Liberal Senator Jacinta Price has probed government officials on the effectiveness of their approach to lifting Indigenous health, economic, and education outcomes.
During a Senate Finance and Public Administration Legislation Committee hearing on May 26, Price said several “Closing the Gap” targets were offtrack despite an alleged $22 billion of government funds being spent over five years.
Closing the Gap is an Australian government strategy aimed at resolving disparities between Indigenous and non-Indigenous Australians in areas like health, employment, education and life expectancy.
The senator questioned the National Indigenous Australians Agency (NIAA), which helps coordinate Closing the Gap, and Labor’s Indigenous Minister Malarndirri McCarthy.
“So NIAA’s total resourcing is around $4 billion this year,” Price remarked.
“If I add up next year’s estimate plus the actual expenditure from previous years from the 1st of July 2022, we have resourced NIAA to the tune of “$21,000,981,434,” so $22 billion, nothing has really changed.
“The measures that were getting worse in 2022 are still getting worse, with no new measures now on track. Why hasn’t this expenditure been effective over the last five budgets?”

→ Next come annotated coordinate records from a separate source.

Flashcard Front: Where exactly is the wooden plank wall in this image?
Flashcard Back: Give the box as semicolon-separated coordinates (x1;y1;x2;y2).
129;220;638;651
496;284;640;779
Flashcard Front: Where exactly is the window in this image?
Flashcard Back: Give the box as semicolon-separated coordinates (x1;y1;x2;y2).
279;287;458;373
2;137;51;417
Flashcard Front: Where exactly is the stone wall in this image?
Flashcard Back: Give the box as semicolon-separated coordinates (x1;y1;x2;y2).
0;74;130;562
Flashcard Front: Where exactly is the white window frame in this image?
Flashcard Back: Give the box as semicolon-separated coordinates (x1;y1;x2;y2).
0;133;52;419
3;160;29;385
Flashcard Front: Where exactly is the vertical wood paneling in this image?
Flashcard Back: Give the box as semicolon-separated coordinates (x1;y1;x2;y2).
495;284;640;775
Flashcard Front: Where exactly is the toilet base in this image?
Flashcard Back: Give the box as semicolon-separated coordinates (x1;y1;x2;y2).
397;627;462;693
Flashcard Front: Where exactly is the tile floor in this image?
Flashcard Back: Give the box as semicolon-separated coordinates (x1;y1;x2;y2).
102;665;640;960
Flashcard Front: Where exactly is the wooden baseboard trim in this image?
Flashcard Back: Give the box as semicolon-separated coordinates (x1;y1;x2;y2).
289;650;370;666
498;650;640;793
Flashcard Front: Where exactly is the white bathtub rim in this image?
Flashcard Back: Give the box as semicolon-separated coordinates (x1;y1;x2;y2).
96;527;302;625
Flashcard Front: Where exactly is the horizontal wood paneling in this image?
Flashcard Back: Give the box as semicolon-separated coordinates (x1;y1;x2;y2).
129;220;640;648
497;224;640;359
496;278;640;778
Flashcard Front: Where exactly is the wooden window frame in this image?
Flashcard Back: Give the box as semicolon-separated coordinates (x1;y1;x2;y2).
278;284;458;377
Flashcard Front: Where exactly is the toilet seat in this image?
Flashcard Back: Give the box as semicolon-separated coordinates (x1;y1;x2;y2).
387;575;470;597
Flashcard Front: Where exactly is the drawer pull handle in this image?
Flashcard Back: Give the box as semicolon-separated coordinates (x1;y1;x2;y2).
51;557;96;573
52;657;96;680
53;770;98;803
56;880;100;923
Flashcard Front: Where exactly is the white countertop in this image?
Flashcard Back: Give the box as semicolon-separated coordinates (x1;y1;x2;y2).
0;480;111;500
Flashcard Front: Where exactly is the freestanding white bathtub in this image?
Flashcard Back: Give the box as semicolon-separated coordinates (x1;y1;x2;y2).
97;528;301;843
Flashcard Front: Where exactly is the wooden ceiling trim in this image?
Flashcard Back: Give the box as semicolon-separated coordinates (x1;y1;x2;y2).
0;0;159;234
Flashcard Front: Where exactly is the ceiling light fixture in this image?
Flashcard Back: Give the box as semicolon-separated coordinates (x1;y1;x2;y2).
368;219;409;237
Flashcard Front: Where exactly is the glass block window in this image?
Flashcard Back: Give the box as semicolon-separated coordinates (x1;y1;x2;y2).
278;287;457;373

Minister, Official Dispute Figures
Minister McCarthy refuted Price’s claim.
“We have nine targets that are getting better … employment, preschool enrolment, land rights, sea rights … Year 12, attainment, tertiary education, youth engagement in work or study—they are significant improvements that are happening through Closing the Gap …” she said.
“The areas that we are not doing well … is justice and out-of-home care, and these are the two critical areas that we remain focused on.”
Price said four targets that were not on track in 2022 and had only gotten worse since.
“So this to me suggests that the evidence is there that this isn’t working, and expenditure hasn’t been effective, so why are we just doing more of the same?” she said.
Simon Gordon, group manager for strategy at the NIAA, said he needed to confirm if Price’s claim of $22 billion was accurate, but also argued measurements could fluctuate.
“One of the targets that you referred to, that went from originally being consistent with the baseline to being on track, and then going back to now being with the baseline, refers to the healthy birth rate,” he said.
“That one thing I would note on that target is that it is highly variable, because it is based on small numbers.”
The data on healthy birth weights of Indigenous babies shows 11.1 percent of Indigenous babies are not born at healthy weights, compared to 8 percent of non-Indigenous births.
Gordon said measures were being taken to address the number, including supporting smoking reduction, improving pre-conception care, increasing breastfeeding rates, and preventing foetal alcohol disorder.
Price queried whether the government was auditing outcomes across the whole of the Indigenous portfolio, to which Gordon said it was a case of individual programs being evaluated and monitored.
Only 4 Goals on Target
According to the government’s Closing the Gap dashboard, only four goals are currently on target—employment of people aged 25-64, early childhood education enrolment, and land and sea rights.
The remaining 19 targets remain below the benchmark, are either improving but not on track, show no change, worsening, or are non-applicable due to a lack of data.
Some of the worst outcomes include:
- 33.9 percent of children reported to be “thriving;”
- 50.3 out of every 1,000 children in out-of-home care;
- 2,500 adults in prison per 100,000 people; and
- high rates of suicide with 33.9 out of every 100,000 Indigenous Australians dying.
The latest hearing comes months after a similar issue was raised at the 2025 Senate Finance and Public Administration hearing on Oct. 7.
At the time, former Greens-turned-independent Senator Lidia Thorpe said there was a lack of transparency around taxpayer money being poured into the Closing the Gap campaign and whether results were achievable.
Gary Johns, chairman of Close the Gap Research, previously told The Epoch Times that he believed funding should be directed towards educating children rather than initiatives like “community development.”
“If you don’t go to school, you cannot learn. The only way forward is to invest in people, not communities,” he said.